As separate human bodies it does at first seem natural and healthy to have healthy boundaries. Except that, even when you get healthy boundaries on an individual level, you still have to constantly maintain it. And that's because there's still a weakness. You're still vulnerable. You can still HAVE your boundaries violated. And this weakness comes from the fact you are separate from others. So the very 'boundaries' that supposedly are meant to establish your security and protection in fact establish a division that renders you attackable. Your boundaries are not strong enough to fend off attack or its effects, because they themselves are based on defense and attack. And there is no such thing as absolutely-impenetrable boundaries.
There is a higher form of this idea of healthy relations. It entails you remembering and realizing that you are ONE with others. You can't really be true to your 'self' (which is a shared self) if you are not also true to the whole. This is where it gets a bit abstract.
Basically, when you are true to who you *really* are, which is the One self that you share with all, your awareness of that truth automatically shows you what is true and what is false. When someone comes along and does something you are already aware of whether it is true or not, and whether it can hurt you or not. If you are in your One self, you are invulnerable. Invulnerability does not need a defense and it does not need artificial boundaries. It is its own defense because no illusions can affect who you really are.
So healthy boundaries are a stepping stone toward self respect and security and being able to assert yourself and to have a sense of protection of your identity. But ultimately they also wall you in and cut you off from others. This leads to the dilemma that you have to 'lower your boundaries' from time to time to let people in and actually have a connection, because if your boundaries are always 'up' you will just shut people out and feel isolated. But then when you expose yourself by lowering your boundaries, it leaves people open to walk all over you. Supposedly the response to this is to 'raise' your boundaries again on an as-needed basis. This is hardly very reliable.
That's why ultimately you want to rise above this whole need for living in a castle, having walls, having a drawbridge that you raise and lower to keep the enemy out when necessary.
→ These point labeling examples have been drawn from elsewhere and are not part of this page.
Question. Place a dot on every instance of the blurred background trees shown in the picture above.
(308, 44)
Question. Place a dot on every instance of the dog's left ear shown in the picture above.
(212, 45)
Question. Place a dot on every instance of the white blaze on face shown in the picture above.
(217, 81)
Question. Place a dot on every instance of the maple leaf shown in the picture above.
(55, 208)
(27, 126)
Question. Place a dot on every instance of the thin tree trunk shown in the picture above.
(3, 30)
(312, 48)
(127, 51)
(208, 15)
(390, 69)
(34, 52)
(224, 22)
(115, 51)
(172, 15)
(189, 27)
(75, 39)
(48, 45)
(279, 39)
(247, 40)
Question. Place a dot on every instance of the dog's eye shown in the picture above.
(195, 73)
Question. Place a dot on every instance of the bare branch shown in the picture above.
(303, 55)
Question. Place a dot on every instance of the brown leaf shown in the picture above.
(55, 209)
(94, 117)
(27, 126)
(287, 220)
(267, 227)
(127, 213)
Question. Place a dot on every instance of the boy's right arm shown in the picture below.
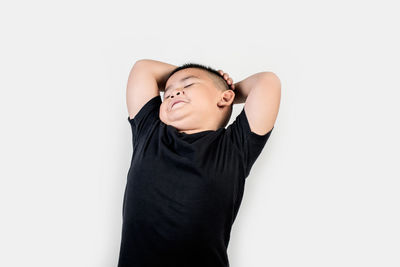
(146, 78)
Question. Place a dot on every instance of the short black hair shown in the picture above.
(219, 82)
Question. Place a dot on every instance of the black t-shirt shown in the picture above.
(183, 191)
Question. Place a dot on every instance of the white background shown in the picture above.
(324, 191)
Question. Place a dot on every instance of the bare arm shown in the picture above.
(146, 79)
(159, 70)
(243, 88)
(261, 94)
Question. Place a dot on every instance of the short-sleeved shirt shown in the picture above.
(183, 191)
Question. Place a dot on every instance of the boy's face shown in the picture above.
(202, 106)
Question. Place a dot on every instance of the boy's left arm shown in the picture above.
(261, 94)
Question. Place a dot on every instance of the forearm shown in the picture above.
(243, 88)
(160, 70)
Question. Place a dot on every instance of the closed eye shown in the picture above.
(183, 87)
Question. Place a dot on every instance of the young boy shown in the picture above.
(187, 174)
It's a human-level, ego-level, separate-self-level strategy to use boundaries to maintain a certain level of respect and to honor your sense of ego self. And there's nothing wrong with having that firm sense of who you are and who you are not - as an ego. But you are more than an ego and eventually you have to realize that this dualistic model of protection has a lot of maintenance to it, because boundaries are as much an attack as a defense. They are the ego's substitute for real protection and security, which comes from Oneness.
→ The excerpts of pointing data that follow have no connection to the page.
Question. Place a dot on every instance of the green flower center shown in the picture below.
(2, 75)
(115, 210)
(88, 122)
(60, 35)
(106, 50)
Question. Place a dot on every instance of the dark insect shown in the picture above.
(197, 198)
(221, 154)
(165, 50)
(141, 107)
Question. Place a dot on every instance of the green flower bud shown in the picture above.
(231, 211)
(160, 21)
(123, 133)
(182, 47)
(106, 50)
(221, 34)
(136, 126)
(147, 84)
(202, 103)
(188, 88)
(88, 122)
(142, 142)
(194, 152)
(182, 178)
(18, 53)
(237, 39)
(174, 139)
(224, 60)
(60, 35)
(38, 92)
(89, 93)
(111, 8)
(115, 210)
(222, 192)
Being true to who you really are is the ultimate protection because, when you are aware of who you are, you automatically are confident (certain), you automatically see sanely and clearly to be able to discern who is doing what and for what reason, you are able to see that other people are calling out for love rather than attacking, and you know that you cannot be hurt because you are invulnerable. In your innocence lies your safety. Not ego-innocence which is vulnerable to abuse, but Holy Innocence, which is strong and reliable and truly safe.
Also remember, that the only person you need protection from, is yourself. Nothing happens to you against your will, and nothing can affect you unless you choose to affect yourself and agree to it. So how can you have a healthy boundary to separate you from yourself? In that light, if you are fully responsible for your reality and you are honest about it, you will simply stop attacking yourself and thus you are safe forever.
Healthy boundaries are a myth. It's the ego's way of trying to say, being completely distinctly separate from each other is HEALTHY. This is totally the opposite of the truth. It may be healthIER than being an ego with violated boundaries, because the ego feels safer when it is in isolation and separation. But it is NOT health.
No boundaries means death to the ego, on the world level, but no boundaries means absolute safety on the level of who you really are.